The Tequila House restaurant opened earlier this year in Victoria and it has quickly become a favourite.
Any time we are in Victoria, we work either breakfast or lunch at the Tequila House into our day.
They are opened only for Breakfast and Lunch.
Everything is made from scratch including the corn tortillas.
I like how they serve their enchiladas topped with a wonderful light sauce, garnished with lettuce, tomatoes, avocados, etc…
So I made my own copycat version for dinner one night this week.
I used pork.
(Although I prefer chicken enchiladas – Next time).
I started every thing in the morning before leaving for work.
Put a small pork shoulder on to slow roast , made the enchiladas sauce
and put a pot of black beans on to simmer,
so the only thing left to do when I got home from work was to make the corn tortillas.
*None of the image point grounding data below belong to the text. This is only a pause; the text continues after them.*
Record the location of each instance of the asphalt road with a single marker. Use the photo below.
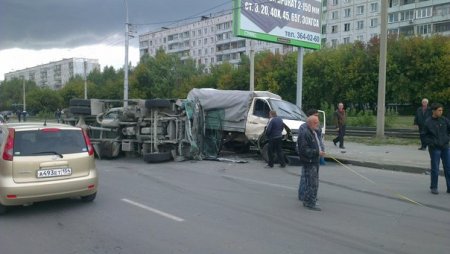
(224, 207)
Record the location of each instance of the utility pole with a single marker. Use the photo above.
(299, 76)
(252, 66)
(23, 90)
(85, 80)
(125, 81)
(382, 71)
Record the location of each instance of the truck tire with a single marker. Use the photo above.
(157, 103)
(2, 209)
(157, 157)
(80, 110)
(80, 102)
(265, 154)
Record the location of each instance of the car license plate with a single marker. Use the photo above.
(54, 172)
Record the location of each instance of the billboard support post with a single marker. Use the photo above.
(252, 66)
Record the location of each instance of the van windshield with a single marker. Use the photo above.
(287, 110)
(39, 142)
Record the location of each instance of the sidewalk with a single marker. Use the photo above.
(391, 157)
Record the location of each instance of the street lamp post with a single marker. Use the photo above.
(23, 95)
(125, 81)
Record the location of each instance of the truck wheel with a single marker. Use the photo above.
(157, 157)
(80, 102)
(157, 103)
(2, 209)
(80, 110)
(265, 154)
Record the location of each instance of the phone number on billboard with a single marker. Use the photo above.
(303, 36)
(308, 37)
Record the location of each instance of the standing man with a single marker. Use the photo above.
(437, 132)
(274, 135)
(302, 128)
(309, 152)
(340, 118)
(421, 116)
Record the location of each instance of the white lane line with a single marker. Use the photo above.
(259, 182)
(153, 210)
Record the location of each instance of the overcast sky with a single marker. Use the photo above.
(36, 32)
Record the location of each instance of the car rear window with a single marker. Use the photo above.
(48, 141)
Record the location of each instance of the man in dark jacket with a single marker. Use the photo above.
(274, 135)
(437, 137)
(422, 114)
(340, 119)
(309, 152)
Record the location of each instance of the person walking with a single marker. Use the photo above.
(309, 153)
(437, 137)
(274, 135)
(340, 118)
(301, 186)
(422, 114)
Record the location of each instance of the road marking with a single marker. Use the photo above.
(153, 210)
(259, 182)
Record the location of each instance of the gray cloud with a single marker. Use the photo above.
(41, 24)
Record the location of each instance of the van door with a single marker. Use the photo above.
(257, 119)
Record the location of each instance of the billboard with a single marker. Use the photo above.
(291, 22)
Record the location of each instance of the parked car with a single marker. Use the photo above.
(45, 161)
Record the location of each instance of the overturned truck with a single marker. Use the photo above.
(194, 128)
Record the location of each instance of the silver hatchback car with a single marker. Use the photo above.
(42, 161)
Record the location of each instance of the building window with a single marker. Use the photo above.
(360, 10)
(407, 15)
(334, 43)
(393, 17)
(335, 15)
(373, 22)
(373, 7)
(347, 27)
(334, 29)
(347, 12)
(360, 25)
(424, 29)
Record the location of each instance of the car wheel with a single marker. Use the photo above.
(157, 157)
(157, 103)
(80, 102)
(89, 198)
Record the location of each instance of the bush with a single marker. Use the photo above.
(362, 119)
(390, 116)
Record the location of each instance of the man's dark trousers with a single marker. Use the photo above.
(275, 147)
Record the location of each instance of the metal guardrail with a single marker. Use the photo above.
(371, 132)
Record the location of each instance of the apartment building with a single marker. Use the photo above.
(55, 74)
(346, 21)
(208, 41)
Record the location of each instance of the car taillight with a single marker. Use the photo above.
(9, 146)
(88, 143)
(50, 130)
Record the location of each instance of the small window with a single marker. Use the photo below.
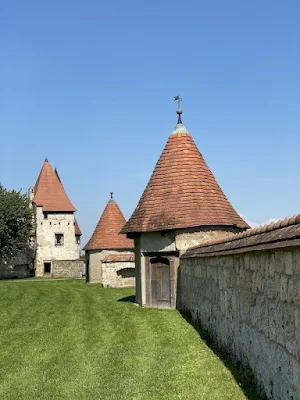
(59, 239)
(47, 268)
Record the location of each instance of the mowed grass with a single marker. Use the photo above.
(64, 339)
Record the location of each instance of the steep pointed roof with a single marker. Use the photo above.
(107, 232)
(182, 191)
(77, 229)
(49, 191)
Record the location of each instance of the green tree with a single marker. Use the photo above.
(15, 222)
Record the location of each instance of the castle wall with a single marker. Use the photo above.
(21, 266)
(46, 228)
(68, 268)
(250, 305)
(95, 267)
(171, 241)
(118, 274)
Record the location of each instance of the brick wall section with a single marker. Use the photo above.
(68, 268)
(250, 304)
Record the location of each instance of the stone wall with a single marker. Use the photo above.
(47, 225)
(250, 305)
(93, 266)
(118, 274)
(171, 241)
(21, 266)
(68, 268)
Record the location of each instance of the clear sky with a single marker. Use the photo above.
(90, 85)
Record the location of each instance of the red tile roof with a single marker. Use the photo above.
(121, 257)
(77, 229)
(182, 192)
(280, 234)
(107, 233)
(49, 191)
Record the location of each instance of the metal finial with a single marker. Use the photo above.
(179, 110)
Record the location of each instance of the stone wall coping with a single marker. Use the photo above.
(283, 233)
(121, 257)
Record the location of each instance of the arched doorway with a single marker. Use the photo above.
(159, 282)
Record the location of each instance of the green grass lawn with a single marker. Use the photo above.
(68, 340)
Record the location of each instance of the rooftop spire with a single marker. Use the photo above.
(111, 197)
(179, 110)
(179, 128)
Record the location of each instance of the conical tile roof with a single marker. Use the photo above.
(49, 191)
(107, 232)
(182, 192)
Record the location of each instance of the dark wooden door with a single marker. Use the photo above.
(160, 282)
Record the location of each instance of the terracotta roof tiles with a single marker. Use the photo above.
(77, 229)
(107, 232)
(182, 192)
(49, 191)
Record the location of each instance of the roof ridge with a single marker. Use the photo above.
(264, 228)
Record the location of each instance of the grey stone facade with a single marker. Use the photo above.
(47, 250)
(21, 266)
(109, 274)
(250, 305)
(169, 244)
(68, 268)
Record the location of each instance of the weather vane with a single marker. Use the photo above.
(179, 110)
(179, 100)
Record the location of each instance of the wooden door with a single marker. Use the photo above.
(160, 282)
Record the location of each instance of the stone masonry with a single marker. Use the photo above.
(249, 303)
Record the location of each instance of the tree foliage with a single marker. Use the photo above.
(15, 222)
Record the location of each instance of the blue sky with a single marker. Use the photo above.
(90, 85)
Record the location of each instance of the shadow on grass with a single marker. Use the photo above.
(242, 374)
(128, 299)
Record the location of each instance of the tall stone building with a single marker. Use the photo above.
(182, 206)
(57, 234)
(109, 255)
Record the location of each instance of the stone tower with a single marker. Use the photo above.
(182, 206)
(57, 234)
(109, 254)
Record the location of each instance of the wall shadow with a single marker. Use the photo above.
(128, 299)
(242, 374)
Didn’t photograph well, but it tasted great.
I didn’t want the leftover corn tortillas to go to waste,
so I cut them into wedges and fried them until crisp.
Tossed them with the leftover enchiladas sauce and made Moe Chilaquiles for breakfast. Served with scrambled eggs and refried beans.
1/2 white onion
1 garlic clove
2 or more whole Mexican dried peppers (I use what I have on hand)
1 can tomatoes
Remove seeds from peppers. Break into small pieces. Saute peppers with onions and garlic in a little olive oil. Until fragrant. Add chicken broth and pureed tomatoes. Season with salt, pepper, oregano and cumin. Simmer for at least one hour. Use a stick blender to puree. Strain and serve over enchiladas.